Don’t get me wrong, I’m not that entranced by the movie. But it does bring back a rather vivid and comical childhood memory. I remember one wintery evening my family sitting around the fireside… In truth, we were sitting around the television, but there was a wood-burning stove also in the family room. At some point that evening, the pipe coming from the stove, or the lower chimney “caught fire.” That is, there was a build up of creosote and literally flames were coming out of various parts of the chimney. Fortunately, we were able to put it out without too much damage. However, seared into my young adolescent mind—I was eleven or twelve when this happened—is my father running around putting out this unexpected fire with Dolly Parton in the background singing 9 to 5. I suppose this has nothing to do with this post, however.

So, back to last night, while watching this movie (only in the background, of course) I thought how incredibly “dated” it was. The scenes, the actresses, the cars, the scenarios—all so dated. Now in actuality I don’t really think of 1980 as that long ago and yet it has been more than thirty years. The way these women are treated in the workplace seems laughable! How times have changed!

And yet…

It is true that many things have changed and we should celebrate how far we’ve come. Still, as I read yesterday’s posting here on The Twelve I’m very much reminded of how far we still have to go. And I caught myself wondering: generally if Lily, Dolly, or Jane entered a corporate workplace they would indeed find a much improved environment, but what about the church? As my colleague and friend, Rev. Angie Mabry-Nauta shared yesterday about the conscience clauses and the conversation that will take place at the upcoming RCA General Synod reminded us, misogyny is very much present. And let’s be honest, misogyny cloaked in religious language is still misogyny.

Some years ago I worked at a very large—some might say mega-church style—Christian summer camp in northern Michigan. It was technically non-denominational, but drew heavily from Evangelical Free Church roots. It was and is a beautiful place and had a significant influence on my spiritual development. The staff of mostly college students came from a variety of campuses around the country but especially the Midwest. I was fortunate to find there a very cherished group of friends who, when enjoying weekends “off” we would hang out, do our laundry, go to nearby “cities” for entertainment and what not. We also spent a lot of time talking about faith. I remember one particular conversation about the role of women in church leadership.

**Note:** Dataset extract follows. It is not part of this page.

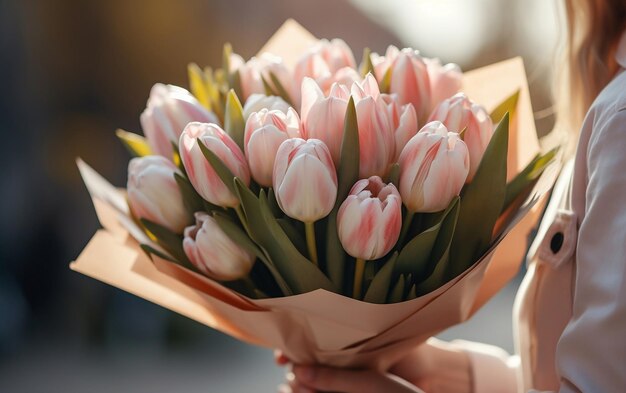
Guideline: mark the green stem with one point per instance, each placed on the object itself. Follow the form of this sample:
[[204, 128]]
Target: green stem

As I recall, the group was made up of an assortment of denominational backgrounds—RCA, Evangelical Free Church, CRC, Presbyterian, Mennonite, etc. What I found particularly interesting though in this conversation was that the women of our group—mostly coming from traditions that did not “allow” women to share their spiritual gifts of leadership in the church frowned on women being clergy. The men of our gang however all saw no problem—biblically, theologically, or practically—with women in those pastoral leadership roles. Perhaps it was our backgrounds and influences that fostered our various mindsets. But what I though then most interesting, and what I still find interesting, is that this isn’t a male/female divide issue. That has left a lasting impression.

As a man and as a clergy person I realize I have significant privilege and power. A conversation on privilege and power notwithstanding, I have the opportunity to stand with my sisters in solidarity to the injustices they experience in the world and sadly, in the church.

One final thought…of that group of friends who hung out together at summer camp, one of them—we’ll call her Karin—came from a fundamentalist evangelical background where women weren’t even allowed to be ushers in the church. She eventually ended up at Calvin College for her undergrad. I’d like to think because of some important education from a Reformed perspective she started to discern a call that God had for her vocationally. At first it would lead her to teaching, but eventually she wrestled with the question, “Is God calling me to be a minister?” I remember her clearly denying that as a possibility for any woman when she was younger, but little by little she wrestled, she discerned, she listened. We had many conversations, too. After some years following her time at Calvin and teaching and doing mission work she found herself at Fuller Seminary.

I spoke with her last week. She’s now on the pastoral staff at a vibrant Evangelical Covenant Church in the Twin Cities. What a joy to hear her talk about ministry and the mission her congregation is involved in and the many ways she leads and shares her gifts. Thanks be to God. And thanks also to the many people in her life, women and men, who uplifted, confirmed, and encouraged her sharing those gifts.